Drinking Alcohol, harm mitigation

Social death and sobriety and all that. Going to the bar and drinks like adults do and if you had a good night, your home after midnight, each hour after is another level on the good-time meter.

A clean drug that medicates inhibition is not to be found, hoever some candidates have been proposed but mitigation of the situation.

Hangover cause

Shortly after a person starts consuming an alcoholic drink, the liver gets to work. The enzyme alcohol dehydrogenase (ADH) metabolizes the ethanol (that's the type of alcohol in alcohol) into toxic acetaldehyde. From there the liver enzyme aldehyde dehydrogenase (ALDH) metabolizes acetaldehyde into acetate, a less toxic compound that breaks down into water and carbon dioxide. According to the Department of Health and Human Services, some alcohol metabolism also occurs in the pancreas, gastrointestinal tract and the brain, but the liver does the bulk of the work with its two enzymes.

The problem is: all this takes time and, the next day, the drinker suffers.

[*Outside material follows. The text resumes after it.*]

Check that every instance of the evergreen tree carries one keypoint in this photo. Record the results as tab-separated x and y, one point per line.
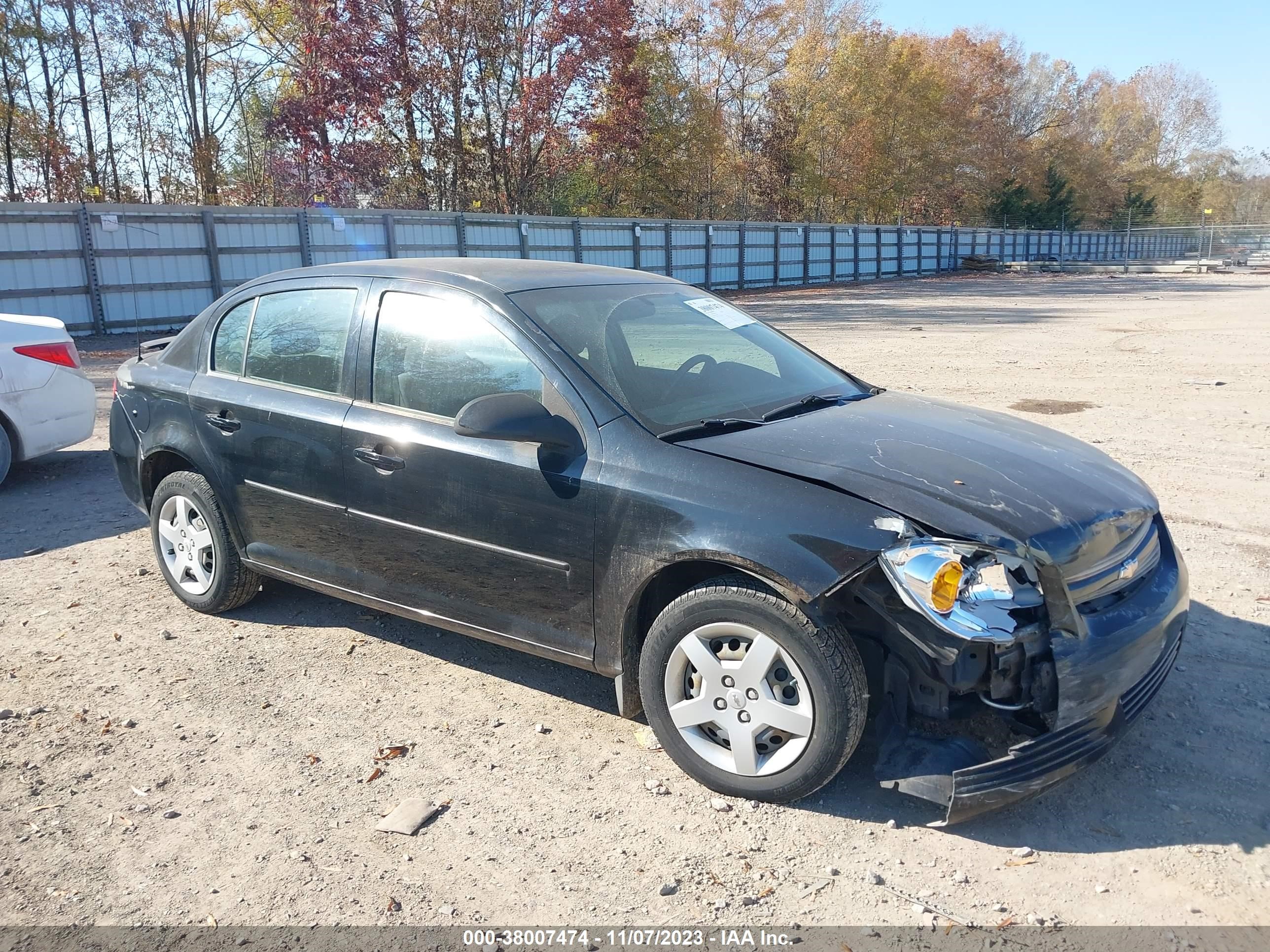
1057	208
1008	205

The two biggest advice are...

  1. drink plenty of water, before, during and after
  2. take a big full water bottle to bed with you and keep it at arms length.
  3. dose up on vitamins and minerals. Counter the diuretic with antidiuretic such as potassium.
  4. perhaps taurine promotes efficient elimination of acetaldehyde

  1. Dehydration: Alcohol is a diuretic, meaning it increases urine production, leading to dehydration. Dehydration can cause symptoms like thirst, dry mouth, and dizziness.
  2. Electrolyte Imbalance: Alcohol consumption can disrupt the balance of electrolytes in the body, such as potassium, sodium, and magnesium, leading to weakness and fatigue.
  3. Acetaldehyde: When the liver metabolizes alcohol, it produces a toxic substance called acetaldehyde. This compound is thought to contribute to hangover symptoms, including nausea and headaches.
  4. Gastrointestinal Disturbances: Alcohol can irritate the stomach lining, leading to nausea, vomiting, and stomach pain.
  5. Disruption of Sleep Patterns: Although alcohol can initially make you drowsy and help you fall asleep, it can disrupt sleep patterns, leading to poor-quality sleep and fatigue the next day.

It is possible better to consume more water than to persue a natural anti-diuretic. As for foods, herbs, and supplements with anti-diuretic properties, they can help retain water and counteract the diuretic effects of certain substances, but they are not equivalent to prescription medications. Here are some examples:

  1. Watermelon: Watermelon is high in water content and contains potassium, which helps maintain fluid balance in the body.
  2. Ginger: Ginger has been used traditionally to help reduce excessive urination and promote hydration.
  3. Barley water: Barley water is known for its diuretic balancing effects. It can be made by boiling barley in water and then straining the liquid.
  4. Hawthorn: Hawthorn is an herb that has been used for its potential diuretic-balancing effects.
  5. Nettle: Nettle is believed to have mild diuretic properties while also providing essential nutrients.
  6. Borage: Borage is another herb known for its diuretic balancing effects.